Yunus'un çağdaşı Molla Kasım'ın vazifesinin, kamil insanın seyr-i sülukun (aşk yolculuğu) zirvesindeki tecrübelerini halkın anlayabileceği bir seviyeye getirmek olduğunu aktaran Tatcı, şöyle devam etti:

"Molla Kasım vazifelidir. Hakikat ehlinin vazifelisidir. Hakikatin ulu orta konmaması üzerine Cenab-ı Hakk'ın önümüze koyduğu bir engeldir. Bir nevi perdedir. Peygamberler hakikati farkında yaşayan insanlardır. Veliler ise hakikati sarhoşlukta yaşayan insanlardır. Aralarında fark vardır. Farka gelince o rötuş yapması lazım, hakikati boyaması lazım."

- "İnsanlar gelip 'ben Adem olmak istiyorum' diyecekler"

Tatcı, insanların yaratılış sebebinin, Allah'ın istediği "Adem" haline gelmek olduğuna dikkati çekti.

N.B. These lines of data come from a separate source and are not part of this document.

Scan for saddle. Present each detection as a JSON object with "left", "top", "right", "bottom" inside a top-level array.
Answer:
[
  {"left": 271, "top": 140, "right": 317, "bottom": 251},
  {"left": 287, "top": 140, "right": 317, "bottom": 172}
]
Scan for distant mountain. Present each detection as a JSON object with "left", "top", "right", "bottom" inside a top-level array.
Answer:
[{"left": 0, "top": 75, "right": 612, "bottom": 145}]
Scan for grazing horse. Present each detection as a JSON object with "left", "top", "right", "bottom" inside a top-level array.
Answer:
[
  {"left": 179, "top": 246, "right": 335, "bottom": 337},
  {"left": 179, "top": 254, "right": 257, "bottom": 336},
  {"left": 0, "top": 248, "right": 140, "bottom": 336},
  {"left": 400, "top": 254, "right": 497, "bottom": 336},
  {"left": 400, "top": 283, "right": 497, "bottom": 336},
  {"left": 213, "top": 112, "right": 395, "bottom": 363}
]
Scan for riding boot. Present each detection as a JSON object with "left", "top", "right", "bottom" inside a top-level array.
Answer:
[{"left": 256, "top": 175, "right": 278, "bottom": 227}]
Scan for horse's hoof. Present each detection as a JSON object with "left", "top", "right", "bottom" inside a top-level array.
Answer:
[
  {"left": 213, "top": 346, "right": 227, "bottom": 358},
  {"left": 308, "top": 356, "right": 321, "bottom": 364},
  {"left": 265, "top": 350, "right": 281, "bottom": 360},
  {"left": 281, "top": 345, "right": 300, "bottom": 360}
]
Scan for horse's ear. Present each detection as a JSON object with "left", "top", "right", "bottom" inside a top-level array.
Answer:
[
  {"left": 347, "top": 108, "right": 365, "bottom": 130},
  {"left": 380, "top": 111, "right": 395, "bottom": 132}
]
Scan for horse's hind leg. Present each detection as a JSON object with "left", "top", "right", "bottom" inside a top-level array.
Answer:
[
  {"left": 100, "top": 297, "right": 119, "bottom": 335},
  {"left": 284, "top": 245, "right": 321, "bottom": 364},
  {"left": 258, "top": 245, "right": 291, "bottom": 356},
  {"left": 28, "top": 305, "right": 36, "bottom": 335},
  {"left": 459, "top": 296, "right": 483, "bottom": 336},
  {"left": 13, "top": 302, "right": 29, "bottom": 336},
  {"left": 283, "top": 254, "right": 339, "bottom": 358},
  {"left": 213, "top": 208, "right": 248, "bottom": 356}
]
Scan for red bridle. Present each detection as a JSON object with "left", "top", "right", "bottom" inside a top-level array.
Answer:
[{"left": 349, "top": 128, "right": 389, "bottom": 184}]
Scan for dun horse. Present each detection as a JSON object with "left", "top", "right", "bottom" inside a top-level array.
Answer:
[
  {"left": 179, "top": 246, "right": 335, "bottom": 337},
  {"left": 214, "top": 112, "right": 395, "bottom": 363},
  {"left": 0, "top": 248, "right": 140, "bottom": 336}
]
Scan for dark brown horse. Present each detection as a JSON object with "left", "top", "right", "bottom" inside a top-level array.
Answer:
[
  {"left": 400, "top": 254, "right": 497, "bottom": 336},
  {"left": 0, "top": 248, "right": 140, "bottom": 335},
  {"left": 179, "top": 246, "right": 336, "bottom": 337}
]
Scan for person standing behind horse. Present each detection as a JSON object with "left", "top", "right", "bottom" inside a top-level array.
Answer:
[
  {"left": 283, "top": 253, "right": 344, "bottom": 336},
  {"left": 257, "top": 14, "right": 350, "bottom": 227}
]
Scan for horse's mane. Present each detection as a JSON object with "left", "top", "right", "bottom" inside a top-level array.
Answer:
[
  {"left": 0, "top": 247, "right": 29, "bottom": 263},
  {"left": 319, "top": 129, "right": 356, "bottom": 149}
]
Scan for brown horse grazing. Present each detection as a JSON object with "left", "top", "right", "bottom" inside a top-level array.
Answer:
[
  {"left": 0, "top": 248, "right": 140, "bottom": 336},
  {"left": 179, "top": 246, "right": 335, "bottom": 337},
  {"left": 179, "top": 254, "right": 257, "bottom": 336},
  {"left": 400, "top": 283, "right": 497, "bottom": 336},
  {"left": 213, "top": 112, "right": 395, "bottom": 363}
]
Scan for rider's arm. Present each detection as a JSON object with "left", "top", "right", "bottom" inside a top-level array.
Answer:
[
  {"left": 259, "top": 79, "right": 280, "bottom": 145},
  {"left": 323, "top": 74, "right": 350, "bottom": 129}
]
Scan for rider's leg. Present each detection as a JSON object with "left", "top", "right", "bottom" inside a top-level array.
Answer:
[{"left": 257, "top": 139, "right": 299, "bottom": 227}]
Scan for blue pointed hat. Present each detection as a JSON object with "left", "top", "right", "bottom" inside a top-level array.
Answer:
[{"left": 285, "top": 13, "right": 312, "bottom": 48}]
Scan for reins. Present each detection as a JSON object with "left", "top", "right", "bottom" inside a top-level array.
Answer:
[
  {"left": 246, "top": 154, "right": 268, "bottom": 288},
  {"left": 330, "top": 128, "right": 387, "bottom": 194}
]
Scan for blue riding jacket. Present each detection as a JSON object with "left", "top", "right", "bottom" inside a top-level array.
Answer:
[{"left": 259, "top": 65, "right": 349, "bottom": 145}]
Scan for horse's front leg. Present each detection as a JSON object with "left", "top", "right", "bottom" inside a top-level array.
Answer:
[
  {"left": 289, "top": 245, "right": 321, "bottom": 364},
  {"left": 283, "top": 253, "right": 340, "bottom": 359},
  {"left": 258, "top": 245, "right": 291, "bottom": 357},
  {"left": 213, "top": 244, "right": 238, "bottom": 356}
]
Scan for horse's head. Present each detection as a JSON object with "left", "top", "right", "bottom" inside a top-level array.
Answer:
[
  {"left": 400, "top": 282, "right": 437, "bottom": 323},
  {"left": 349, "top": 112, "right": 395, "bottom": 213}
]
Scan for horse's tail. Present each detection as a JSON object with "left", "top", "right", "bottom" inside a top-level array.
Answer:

Bunun en önemli yolunun helal lokma ve helal kazançtan geçtiğini dile getiren Tatcı, şunları anlattı:

"Kitabi bilginin insan tarafından hazmedilip hayat tarzı haline getirilmesi önemli. Kitabi bilgi içselleşmezse davranış haline gelmez. 'Vay be ne kadar güzel söz söylemiş' dersiniz, güncelleyemezsiniz, bugüne getiremezsiniz. Bir taraftan okuyacaksın, bir taraftan hazmedeceksin. İşte tasavvuf kurumu, mürşid-i kamiller bunu yapmışlardır. Eskiden bunu yapmışlar. Bugün de tenhalarda bunu yapıyorlar. Yarın da bunu yapacaklar. Yani vahdet düşüncesini, içselleştirme problemini halledecekler. İnsanlar gelip 'Ben Adem olmak istiyorum' diyecekler."